When searchers from Captain William Penny’s ships stumbled across the Franklin Expedition’s Winter Quarters on Beechey Island on 27th August 1850, their first priority was to find official papers that would tell them where to look next.
They did not find any.
But they did find more than a dozen handwritten and printed fragments of paper in and among the remnants of the camp’s structures.
At the time, the searchers may have viewed these scraps of paper as worthless detritus. After all, this expedition was in the Arctic looking for living men.
They were searching for lost friends and colleagues. One man – Robert Anstruther Goodsir – was looking for a missing brother. Another, James Reid Junior, was searching for his missing father – the Ice Master of HMS Erebus.
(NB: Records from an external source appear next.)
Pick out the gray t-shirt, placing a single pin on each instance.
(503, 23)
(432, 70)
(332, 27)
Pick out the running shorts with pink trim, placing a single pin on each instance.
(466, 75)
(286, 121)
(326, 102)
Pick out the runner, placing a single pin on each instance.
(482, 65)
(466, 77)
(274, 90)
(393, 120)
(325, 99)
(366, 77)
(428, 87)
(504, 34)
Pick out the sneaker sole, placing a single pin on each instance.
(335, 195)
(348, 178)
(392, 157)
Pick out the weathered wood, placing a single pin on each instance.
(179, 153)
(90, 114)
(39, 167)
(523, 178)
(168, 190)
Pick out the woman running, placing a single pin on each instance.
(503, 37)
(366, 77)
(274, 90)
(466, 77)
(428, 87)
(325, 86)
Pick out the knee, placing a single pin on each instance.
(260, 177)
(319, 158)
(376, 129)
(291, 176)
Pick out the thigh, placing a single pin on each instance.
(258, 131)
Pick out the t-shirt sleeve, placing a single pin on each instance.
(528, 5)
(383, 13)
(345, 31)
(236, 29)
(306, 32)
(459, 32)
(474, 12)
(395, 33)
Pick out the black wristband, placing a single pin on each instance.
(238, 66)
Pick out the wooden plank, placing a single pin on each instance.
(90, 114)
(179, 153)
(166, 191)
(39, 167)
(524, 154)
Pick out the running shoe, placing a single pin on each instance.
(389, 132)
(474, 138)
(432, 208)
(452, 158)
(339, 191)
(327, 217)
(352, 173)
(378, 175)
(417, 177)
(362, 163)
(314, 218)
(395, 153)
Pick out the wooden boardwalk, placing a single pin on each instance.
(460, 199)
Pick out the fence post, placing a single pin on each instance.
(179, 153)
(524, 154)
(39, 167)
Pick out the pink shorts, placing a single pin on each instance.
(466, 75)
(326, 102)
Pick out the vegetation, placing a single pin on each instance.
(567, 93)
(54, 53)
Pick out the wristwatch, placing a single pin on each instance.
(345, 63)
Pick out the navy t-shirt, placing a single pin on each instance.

And yet the searchers carefully gathered each scrap of paper, and brought them back to Britain the following year.
The Lords of the Admiralty examined them. John Barrow Junior took custody of the papers in due course, and he dutifully pasted each one into a record book.
These were early days in the search for the Franklin Expedition. None of the searchers had any idea that another eight years would pass before the only substantive piece of written evidence – the Victory Point Record – would be found on King William Island.
Scraps and clues
These Beechey Papers were just scraps. But sometimes even a scrap can contain clues to guide a theory of what it was – and how it got there.